Safely Decoding HTML Entities in React

Table of Contents

• Why use he when I hate adding dependencies?
• Integrating he into Your React Application
  • Installation
  • Practical Usage Examples
    • Rendering User-Generated Comments
    • Displaying Content from Third-Party APIs
    • Enhancing Markdown Snippets for a Blog's Table of Contents
• Conclusion

Why use he when I hate adding dependencies?

• Zero Dependencies: he is a standalone library with no dependencies, ensuring a lightweight addition to your project.
• Trusted by Millions: With nearly 20 million downloads, he has proven its reliability and effectiveness in the developer community.
• Comprehensive & Secure: he supports decoding of all HTML entities, , enhancing content readability while helping mitigate XSS vulnerabilities without the risk associated with dangerouslySetInnerHTML.

Integrating he into Your React Application

Installation

First, add he to your project:

npm install he

Practical Usage Examples

Rendering User-Generated Comments

import React from 'react';
import he from 'he';

function Comment({ text }) {
  return <div className="comment">{he.decode(text)}</div>;
}

This snippet showcases how effortlessly he decodes user-generated comments, ensuring special characters are correctly displayed.

Displaying Content from Third-Party APIs

import React from 'react';
import he from 'he';

function Article({ articleContent }) {
  return <article>{he.decode(articleContent)}</article>;
}

Here, he decodes HTML entities in articles fetched from an external API, ensuring that special characters are rendered as intended.

Enhancing Markdown Snippets for a Blog's Table of Contents

For blogs utilizing markdown, creating a table of contents often involves generating snippets that may contain HTML entities.
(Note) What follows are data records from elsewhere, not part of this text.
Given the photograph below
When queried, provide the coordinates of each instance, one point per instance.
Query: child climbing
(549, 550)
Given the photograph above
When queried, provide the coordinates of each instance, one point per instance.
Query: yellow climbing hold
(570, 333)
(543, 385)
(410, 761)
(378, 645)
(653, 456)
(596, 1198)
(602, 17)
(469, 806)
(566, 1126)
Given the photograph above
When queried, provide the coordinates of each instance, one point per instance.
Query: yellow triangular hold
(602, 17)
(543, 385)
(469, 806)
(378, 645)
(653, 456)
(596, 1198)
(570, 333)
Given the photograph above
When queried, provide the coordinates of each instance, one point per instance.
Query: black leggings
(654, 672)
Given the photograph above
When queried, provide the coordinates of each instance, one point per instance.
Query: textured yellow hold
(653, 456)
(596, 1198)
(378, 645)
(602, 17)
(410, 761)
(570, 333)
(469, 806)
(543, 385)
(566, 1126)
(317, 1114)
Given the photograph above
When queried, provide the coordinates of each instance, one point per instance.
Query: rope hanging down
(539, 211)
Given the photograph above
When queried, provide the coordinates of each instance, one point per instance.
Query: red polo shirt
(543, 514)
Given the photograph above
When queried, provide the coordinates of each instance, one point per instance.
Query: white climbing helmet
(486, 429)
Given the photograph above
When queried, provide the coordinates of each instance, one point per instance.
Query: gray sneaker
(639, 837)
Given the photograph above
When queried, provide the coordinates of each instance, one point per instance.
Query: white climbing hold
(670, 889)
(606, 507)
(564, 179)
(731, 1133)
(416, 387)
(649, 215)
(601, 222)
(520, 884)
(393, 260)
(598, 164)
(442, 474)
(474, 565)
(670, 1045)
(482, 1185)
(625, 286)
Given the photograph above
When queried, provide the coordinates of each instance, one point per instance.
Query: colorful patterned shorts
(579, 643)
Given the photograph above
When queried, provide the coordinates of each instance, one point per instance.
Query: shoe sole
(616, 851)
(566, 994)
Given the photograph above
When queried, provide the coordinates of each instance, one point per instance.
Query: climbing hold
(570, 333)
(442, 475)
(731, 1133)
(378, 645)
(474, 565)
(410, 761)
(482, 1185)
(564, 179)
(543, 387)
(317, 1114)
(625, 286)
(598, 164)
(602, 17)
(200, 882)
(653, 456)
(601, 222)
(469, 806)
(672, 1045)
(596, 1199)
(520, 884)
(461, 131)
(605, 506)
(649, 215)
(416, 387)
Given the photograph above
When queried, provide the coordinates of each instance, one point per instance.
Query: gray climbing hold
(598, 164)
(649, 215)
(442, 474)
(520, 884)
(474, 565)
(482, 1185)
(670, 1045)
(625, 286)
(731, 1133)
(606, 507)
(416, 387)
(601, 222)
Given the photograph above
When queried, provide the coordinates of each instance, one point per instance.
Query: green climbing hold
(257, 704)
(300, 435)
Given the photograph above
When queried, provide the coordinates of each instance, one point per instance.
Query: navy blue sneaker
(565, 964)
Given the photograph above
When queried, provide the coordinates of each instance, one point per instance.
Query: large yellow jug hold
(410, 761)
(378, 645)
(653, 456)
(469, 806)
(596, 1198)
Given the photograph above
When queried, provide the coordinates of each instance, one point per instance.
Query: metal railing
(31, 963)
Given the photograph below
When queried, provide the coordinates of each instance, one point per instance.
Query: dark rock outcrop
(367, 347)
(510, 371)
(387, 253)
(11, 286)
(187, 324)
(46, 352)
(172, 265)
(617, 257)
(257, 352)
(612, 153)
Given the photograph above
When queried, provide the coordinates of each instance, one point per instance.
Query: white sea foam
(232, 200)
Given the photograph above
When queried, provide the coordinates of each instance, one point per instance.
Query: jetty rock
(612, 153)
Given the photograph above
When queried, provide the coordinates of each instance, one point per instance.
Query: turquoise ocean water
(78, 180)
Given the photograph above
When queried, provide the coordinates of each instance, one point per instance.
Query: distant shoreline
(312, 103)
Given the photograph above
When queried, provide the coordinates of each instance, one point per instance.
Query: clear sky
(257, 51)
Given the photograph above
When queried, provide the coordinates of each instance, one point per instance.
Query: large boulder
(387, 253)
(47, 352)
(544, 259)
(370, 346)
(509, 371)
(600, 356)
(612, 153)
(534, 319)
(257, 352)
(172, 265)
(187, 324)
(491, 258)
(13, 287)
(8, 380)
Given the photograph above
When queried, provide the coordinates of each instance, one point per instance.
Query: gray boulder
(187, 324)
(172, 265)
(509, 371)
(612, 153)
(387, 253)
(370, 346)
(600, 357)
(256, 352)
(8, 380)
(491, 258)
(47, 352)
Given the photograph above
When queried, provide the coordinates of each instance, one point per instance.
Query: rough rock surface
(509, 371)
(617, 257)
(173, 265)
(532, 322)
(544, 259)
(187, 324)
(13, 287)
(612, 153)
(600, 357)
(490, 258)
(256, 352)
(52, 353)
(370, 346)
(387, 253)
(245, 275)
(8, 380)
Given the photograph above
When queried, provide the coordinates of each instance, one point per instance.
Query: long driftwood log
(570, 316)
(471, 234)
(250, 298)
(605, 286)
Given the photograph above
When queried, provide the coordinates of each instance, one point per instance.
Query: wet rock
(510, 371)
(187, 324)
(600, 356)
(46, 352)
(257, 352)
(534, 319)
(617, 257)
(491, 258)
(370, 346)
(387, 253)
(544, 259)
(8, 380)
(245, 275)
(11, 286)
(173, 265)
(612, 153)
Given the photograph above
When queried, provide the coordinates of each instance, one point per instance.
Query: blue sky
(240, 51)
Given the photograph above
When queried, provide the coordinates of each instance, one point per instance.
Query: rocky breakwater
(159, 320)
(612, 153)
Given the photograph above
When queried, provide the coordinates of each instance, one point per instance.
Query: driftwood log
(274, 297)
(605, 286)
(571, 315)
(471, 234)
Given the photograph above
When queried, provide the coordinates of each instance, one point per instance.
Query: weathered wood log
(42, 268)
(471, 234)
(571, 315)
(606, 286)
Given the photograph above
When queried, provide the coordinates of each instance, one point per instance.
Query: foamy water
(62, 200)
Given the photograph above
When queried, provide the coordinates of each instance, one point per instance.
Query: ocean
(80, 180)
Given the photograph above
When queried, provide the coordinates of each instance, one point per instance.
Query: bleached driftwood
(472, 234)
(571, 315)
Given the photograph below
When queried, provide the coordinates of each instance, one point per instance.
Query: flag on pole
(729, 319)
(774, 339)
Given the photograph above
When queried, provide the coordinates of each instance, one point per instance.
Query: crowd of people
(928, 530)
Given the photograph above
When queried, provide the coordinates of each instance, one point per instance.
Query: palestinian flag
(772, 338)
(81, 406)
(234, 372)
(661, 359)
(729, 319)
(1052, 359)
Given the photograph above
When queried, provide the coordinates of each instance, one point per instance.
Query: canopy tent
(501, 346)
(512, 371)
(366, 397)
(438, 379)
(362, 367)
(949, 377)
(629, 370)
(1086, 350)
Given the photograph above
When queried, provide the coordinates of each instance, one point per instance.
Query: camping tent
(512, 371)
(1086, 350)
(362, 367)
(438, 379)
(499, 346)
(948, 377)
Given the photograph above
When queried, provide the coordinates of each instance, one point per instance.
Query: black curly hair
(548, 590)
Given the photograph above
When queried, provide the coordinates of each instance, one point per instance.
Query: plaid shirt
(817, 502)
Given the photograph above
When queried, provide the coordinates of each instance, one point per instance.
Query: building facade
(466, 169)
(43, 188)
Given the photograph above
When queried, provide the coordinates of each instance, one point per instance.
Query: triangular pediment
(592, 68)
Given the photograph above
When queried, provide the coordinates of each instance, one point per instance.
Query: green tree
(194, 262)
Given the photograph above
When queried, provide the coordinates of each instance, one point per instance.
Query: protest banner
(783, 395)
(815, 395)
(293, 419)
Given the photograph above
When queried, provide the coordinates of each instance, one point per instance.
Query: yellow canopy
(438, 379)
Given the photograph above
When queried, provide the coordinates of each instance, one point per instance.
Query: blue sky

Here's how he can be applied:

import React from 'react';
import he from 'he';

function TableOfContents({ posts }) {
  const extractSnippet = (content) => {
    const decodedContent = he.decode(content);
    return `${decodedContent.split(/\s+/).slice(0, 30).join(" ")}...`;
  };

  return (
    <ul>
      {posts.map((post) => (
        <li key={post.id}>
          <a href={`#${post.id}`}>{post.title}</a> - {extractSnippet(post.content)}
        </li>
      ))}
    </ul>
  );
}

This example demonstrates how he facilitates creating readable, engaging snippets for a table of contents by accurately decoding HTML entities in markdown content.

Conclusion

For React developers and markdown content creators, the he library is small, uncomplicated and serves an important purpose. If you are working with user-generated content, third-party APIs, or markdown, I suggest you take a look.